First, though, they’ll say goodbye to some great players, and goodbye to a team that took their fans and friends on one heck of a ride.
It started in grand fashion with that 81-60 rout of rival Florida in the season-opener – FSU’s fifth straight hoops win over the Gators, who would eventually make the NCAA tournament.
It continued with thrilling wins over LSU (which made the Sweet 16) and Purdue (now in the Elite Eight), memorable ACC triumphs against Syracuse, Louisville, NC State and Virginia Tech, and then a startling surge in Charlotte, where the Seminoles throttled No. 2 UVA, 69-59, in the ACC tournament semifinal.
Beyond that, FSU held off an upset bid against Vermont, sent Murray State and star guard Ja Morant to an early exit and, for a few moments here in Anaheim, looked like they had enough in the reserves to storm back and overtake Gonzaga.
That the Seminoles finally fell short of one more win doesn’t erase all the winning that came before. Both in this season and beyond.
“These kids need to be celebrated,” FSU assistant Stan Jones said. “They’ve battled. They’ve fought. They’ve believed in each other … I’m proud to say I coached them. Because they could’ve folded up. They could’ve been mediocre. They could have thrown in the towel.

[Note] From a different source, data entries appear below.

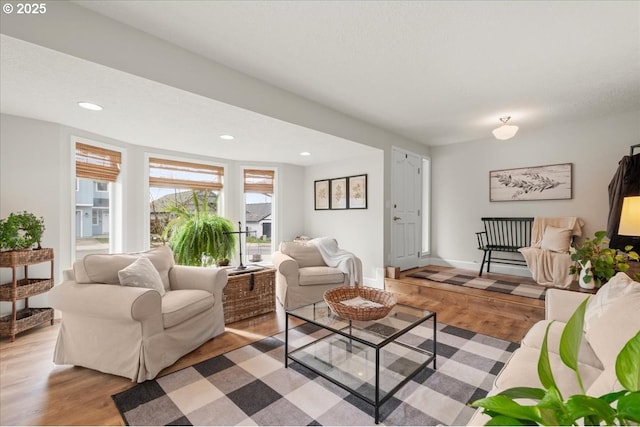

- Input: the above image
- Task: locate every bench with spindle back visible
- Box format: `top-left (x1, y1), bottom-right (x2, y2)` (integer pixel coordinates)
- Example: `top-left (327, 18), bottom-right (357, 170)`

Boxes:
top-left (476, 218), bottom-right (533, 276)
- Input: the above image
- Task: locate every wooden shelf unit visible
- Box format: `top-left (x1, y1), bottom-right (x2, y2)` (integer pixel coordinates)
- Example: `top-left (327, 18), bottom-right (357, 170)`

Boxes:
top-left (0, 248), bottom-right (53, 342)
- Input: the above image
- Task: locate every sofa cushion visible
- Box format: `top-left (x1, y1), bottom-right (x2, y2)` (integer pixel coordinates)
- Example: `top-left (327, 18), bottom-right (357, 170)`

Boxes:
top-left (586, 292), bottom-right (640, 368)
top-left (118, 257), bottom-right (166, 296)
top-left (587, 366), bottom-right (624, 397)
top-left (162, 289), bottom-right (214, 329)
top-left (298, 266), bottom-right (344, 286)
top-left (280, 242), bottom-right (326, 268)
top-left (584, 273), bottom-right (640, 332)
top-left (74, 246), bottom-right (174, 290)
top-left (494, 347), bottom-right (602, 398)
top-left (540, 225), bottom-right (573, 253)
top-left (521, 320), bottom-right (604, 369)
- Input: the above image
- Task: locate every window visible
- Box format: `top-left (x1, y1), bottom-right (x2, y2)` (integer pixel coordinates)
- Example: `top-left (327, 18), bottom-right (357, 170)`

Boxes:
top-left (244, 169), bottom-right (275, 263)
top-left (149, 157), bottom-right (224, 246)
top-left (74, 142), bottom-right (122, 259)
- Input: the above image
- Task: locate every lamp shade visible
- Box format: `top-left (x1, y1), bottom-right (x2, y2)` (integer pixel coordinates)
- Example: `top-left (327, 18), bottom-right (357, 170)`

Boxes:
top-left (618, 196), bottom-right (640, 236)
top-left (493, 125), bottom-right (518, 140)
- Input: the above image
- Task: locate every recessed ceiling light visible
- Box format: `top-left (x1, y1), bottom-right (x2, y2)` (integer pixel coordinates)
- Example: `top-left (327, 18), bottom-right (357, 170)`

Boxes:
top-left (78, 102), bottom-right (102, 111)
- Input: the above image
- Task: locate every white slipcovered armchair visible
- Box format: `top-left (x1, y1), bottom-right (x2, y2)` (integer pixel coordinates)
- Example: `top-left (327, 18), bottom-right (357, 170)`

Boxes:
top-left (271, 238), bottom-right (363, 309)
top-left (48, 247), bottom-right (227, 382)
top-left (518, 217), bottom-right (584, 288)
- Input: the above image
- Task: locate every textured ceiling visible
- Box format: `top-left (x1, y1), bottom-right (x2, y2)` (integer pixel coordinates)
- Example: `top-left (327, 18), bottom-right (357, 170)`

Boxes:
top-left (1, 1), bottom-right (640, 164)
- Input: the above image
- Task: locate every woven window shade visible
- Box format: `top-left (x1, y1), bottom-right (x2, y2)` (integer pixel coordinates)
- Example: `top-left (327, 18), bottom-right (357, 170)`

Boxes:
top-left (244, 169), bottom-right (274, 194)
top-left (76, 142), bottom-right (122, 182)
top-left (149, 158), bottom-right (224, 190)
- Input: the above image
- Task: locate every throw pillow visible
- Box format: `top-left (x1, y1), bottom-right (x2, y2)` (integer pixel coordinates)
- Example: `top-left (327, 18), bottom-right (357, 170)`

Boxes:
top-left (118, 257), bottom-right (165, 296)
top-left (584, 273), bottom-right (640, 333)
top-left (540, 225), bottom-right (573, 253)
top-left (585, 292), bottom-right (640, 367)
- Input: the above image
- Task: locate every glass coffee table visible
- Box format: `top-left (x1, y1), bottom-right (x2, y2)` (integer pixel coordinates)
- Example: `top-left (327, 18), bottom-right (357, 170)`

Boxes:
top-left (284, 301), bottom-right (436, 424)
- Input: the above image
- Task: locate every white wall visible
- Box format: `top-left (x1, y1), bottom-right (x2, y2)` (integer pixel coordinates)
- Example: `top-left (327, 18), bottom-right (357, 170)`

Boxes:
top-left (0, 114), bottom-right (305, 313)
top-left (0, 2), bottom-right (429, 266)
top-left (302, 150), bottom-right (384, 287)
top-left (431, 111), bottom-right (640, 273)
top-left (0, 115), bottom-right (70, 313)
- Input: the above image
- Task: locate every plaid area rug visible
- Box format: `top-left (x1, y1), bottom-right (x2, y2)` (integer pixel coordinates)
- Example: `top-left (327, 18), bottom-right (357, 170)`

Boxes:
top-left (407, 268), bottom-right (547, 300)
top-left (113, 322), bottom-right (518, 426)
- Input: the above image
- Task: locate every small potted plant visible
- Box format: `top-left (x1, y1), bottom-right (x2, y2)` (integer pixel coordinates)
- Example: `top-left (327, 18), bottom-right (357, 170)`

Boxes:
top-left (569, 231), bottom-right (640, 289)
top-left (0, 211), bottom-right (45, 251)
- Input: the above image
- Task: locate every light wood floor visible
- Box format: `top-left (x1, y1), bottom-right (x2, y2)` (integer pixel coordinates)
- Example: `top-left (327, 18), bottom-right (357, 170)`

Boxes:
top-left (0, 274), bottom-right (541, 425)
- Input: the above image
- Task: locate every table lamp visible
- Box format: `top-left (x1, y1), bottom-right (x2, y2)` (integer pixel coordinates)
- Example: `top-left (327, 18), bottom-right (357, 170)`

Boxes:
top-left (618, 196), bottom-right (640, 237)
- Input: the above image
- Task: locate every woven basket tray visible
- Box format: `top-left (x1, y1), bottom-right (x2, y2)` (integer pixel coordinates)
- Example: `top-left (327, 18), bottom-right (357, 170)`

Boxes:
top-left (324, 286), bottom-right (397, 320)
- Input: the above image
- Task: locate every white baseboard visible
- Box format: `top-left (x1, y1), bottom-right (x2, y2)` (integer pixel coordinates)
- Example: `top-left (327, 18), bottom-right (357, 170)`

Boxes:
top-left (421, 257), bottom-right (532, 279)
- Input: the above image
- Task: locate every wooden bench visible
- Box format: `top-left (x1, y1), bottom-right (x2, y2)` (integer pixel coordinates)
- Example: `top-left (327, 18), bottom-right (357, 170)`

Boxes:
top-left (476, 218), bottom-right (533, 276)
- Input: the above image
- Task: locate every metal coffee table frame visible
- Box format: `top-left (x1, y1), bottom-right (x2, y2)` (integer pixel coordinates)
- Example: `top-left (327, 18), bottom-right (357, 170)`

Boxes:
top-left (284, 301), bottom-right (437, 424)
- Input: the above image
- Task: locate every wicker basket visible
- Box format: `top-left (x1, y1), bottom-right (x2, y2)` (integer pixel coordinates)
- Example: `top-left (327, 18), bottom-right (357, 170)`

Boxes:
top-left (324, 286), bottom-right (396, 320)
top-left (0, 279), bottom-right (53, 301)
top-left (0, 308), bottom-right (53, 337)
top-left (222, 269), bottom-right (276, 323)
top-left (0, 248), bottom-right (53, 267)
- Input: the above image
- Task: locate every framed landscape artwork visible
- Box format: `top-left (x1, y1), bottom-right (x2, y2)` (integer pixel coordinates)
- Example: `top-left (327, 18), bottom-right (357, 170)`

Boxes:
top-left (329, 178), bottom-right (347, 209)
top-left (489, 163), bottom-right (573, 202)
top-left (313, 179), bottom-right (329, 211)
top-left (348, 174), bottom-right (367, 209)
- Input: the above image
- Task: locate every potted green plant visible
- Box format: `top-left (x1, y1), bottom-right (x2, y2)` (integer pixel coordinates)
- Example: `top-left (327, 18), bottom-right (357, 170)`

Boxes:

“And they’ve not done that one time.”
The feeling here is that this group will be properly celebrated in Tallahassee, both in the wake of this season and in the years to come.
They’ll be part of the highlight videos, part of the annual reunions and, for some, they might one day be part of FSU’s Athletics Hall of Fame.
All of it will be deserved and, after a while, they’ll all be able to move past the sting of losing and appreciate all that they’ve done.
“It’s hard right now,” redshirt sophomore Mfiondu Kabengele said. “But as time goes on, we’ll get over it. And we’ll look back at this season as a good season.”
For now, though, they’re a group of players, with a momentous foundation of seniors about to walk out the door, savoring every remaining moment that they have together.
“It’s not the way we wanted the season to end,” Koumadje said. “But the legacy of this team will last forever. And these guys, we’ll be brothers for life.”